By Energy Hedge Funds Syndicate
The delay in the renewal of the agreement for the operation of the Kirkuk-Ceyhan oil pipeline has served as a reminder of the many obstacles that still have to be overcome if the line is ever to fulfill its potential, both as an export route for Iraq and as a source of transit revenue for Turkey.
Talks between Iraq and Turkey over the renewal of the agreement stalled earlier this week. Although Turkish Energy Minister Taner Yildiz publicly predicted that the impasse could be overcome within “a week to ten days”, privately Turkish officials were less optimistic. They claimed that Iraqi officials were insisting that the new agreement should protect any oil transported through the pipeline against court sequestration orders. Turkish officials maintain that such a guarantee would violate international law.

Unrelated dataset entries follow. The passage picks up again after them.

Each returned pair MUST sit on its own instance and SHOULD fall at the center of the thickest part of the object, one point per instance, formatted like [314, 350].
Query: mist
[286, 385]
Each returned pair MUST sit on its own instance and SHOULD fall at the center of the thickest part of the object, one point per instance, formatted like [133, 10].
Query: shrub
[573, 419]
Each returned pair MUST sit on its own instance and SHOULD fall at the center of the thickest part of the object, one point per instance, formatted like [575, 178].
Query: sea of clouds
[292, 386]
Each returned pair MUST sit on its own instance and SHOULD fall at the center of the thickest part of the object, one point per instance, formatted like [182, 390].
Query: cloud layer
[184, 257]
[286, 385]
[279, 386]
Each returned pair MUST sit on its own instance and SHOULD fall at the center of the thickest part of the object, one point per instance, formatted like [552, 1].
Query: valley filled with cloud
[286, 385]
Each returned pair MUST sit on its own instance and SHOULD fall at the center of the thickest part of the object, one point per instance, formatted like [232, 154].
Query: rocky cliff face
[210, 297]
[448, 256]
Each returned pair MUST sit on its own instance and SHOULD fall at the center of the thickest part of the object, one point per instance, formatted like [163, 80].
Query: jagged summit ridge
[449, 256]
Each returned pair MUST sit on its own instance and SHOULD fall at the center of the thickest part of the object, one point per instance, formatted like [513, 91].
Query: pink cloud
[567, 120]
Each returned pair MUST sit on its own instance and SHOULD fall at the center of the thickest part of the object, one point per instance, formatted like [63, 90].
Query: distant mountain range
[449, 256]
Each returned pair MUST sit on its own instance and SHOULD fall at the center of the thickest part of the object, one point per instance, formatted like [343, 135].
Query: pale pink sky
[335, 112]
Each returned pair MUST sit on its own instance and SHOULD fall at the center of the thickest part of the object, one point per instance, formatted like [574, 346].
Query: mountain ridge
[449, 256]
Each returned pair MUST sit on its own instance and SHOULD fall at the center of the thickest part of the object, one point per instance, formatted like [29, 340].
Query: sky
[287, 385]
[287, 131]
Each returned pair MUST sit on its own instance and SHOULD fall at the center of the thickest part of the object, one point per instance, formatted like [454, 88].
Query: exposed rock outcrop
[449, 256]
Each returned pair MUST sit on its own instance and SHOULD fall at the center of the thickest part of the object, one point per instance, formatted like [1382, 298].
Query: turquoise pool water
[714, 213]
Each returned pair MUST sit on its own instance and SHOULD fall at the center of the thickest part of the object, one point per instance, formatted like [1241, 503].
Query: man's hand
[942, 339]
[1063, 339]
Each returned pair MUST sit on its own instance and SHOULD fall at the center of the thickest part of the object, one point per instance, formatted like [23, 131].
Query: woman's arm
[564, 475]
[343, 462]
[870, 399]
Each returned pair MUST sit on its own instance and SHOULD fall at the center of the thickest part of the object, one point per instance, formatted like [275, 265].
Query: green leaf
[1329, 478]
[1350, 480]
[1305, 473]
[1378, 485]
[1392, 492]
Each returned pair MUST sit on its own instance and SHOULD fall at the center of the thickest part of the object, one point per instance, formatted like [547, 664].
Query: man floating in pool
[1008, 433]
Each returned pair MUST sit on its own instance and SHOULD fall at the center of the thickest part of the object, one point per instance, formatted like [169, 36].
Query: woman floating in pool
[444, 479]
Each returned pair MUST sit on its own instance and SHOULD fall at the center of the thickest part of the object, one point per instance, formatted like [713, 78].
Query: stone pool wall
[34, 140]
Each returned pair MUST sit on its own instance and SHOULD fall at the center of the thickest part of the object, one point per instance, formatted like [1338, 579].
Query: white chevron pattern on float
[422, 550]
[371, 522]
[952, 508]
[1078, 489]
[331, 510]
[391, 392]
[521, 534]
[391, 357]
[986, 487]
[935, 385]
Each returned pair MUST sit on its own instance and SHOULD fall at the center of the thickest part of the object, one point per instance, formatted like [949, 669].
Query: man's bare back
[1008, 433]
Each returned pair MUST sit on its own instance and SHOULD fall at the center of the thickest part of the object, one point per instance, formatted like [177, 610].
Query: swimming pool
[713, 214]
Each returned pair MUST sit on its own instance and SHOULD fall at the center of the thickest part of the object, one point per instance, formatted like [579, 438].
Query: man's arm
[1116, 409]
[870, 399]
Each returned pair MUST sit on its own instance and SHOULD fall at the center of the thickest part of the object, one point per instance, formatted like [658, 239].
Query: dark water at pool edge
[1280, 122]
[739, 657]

The Kirkuk-Ceyhan pipeline has been operating well below capacity for nearly 20 years. First commissioned in 1976, the pipeline runs for 620 miles (990 kilometers) from Kirkuk and nearby oilfields in northern Iraq to the port of Ceyhan on Turkey’s eastern Mediterranean coast. In 1987, a second pipeline was added, running parallel to the first. The twin pipelines currently have a combined capacity of 1.5 million barrels/day (b/d) of crude oil.
Turkey paid for the construction of the approximately 400 miles (640 kilometers) of pipeline running across its territory in the expectation that transit revenue would prove to be a lucrative source of foreign exchange. Under a 20 year agreement signed in 1985, Iraq agreed to pump a minimum of 700,000 b/d along the pipeline. The agreement was extended for a further five years in 2005.
However, damage inflicted by US-led allied bombing during the 1991 Gulf War was followed by UN sanctions, which only began to be eased in 1997. The twin pipeline is built above the ground and, in recent years, has proved an easy target both for insurgents in Iraq and for the Kurdistan Workers’ Party (PKK), which has been waging a 26 year-old insurgency of its own for greater rights for Turkey’s Kurdish minority. The introduction in 2007 of additional security measures has reduced the number of attacks on the pipeline, but they still occur.
Damage as a result of sabotage has exacerbated the already poor state of repair of the pipeline. In 2009, throughput averaged 480,000 b/d, considerably below both the pipeline’s capacity and the minimum guaranteed to Turkey. In February 2010, the Kirkuk-Ceyhan pipeline carried an average of 455,000 b/d, approximately 22 percent of Iraq’s total exports of 2.07 million b/d.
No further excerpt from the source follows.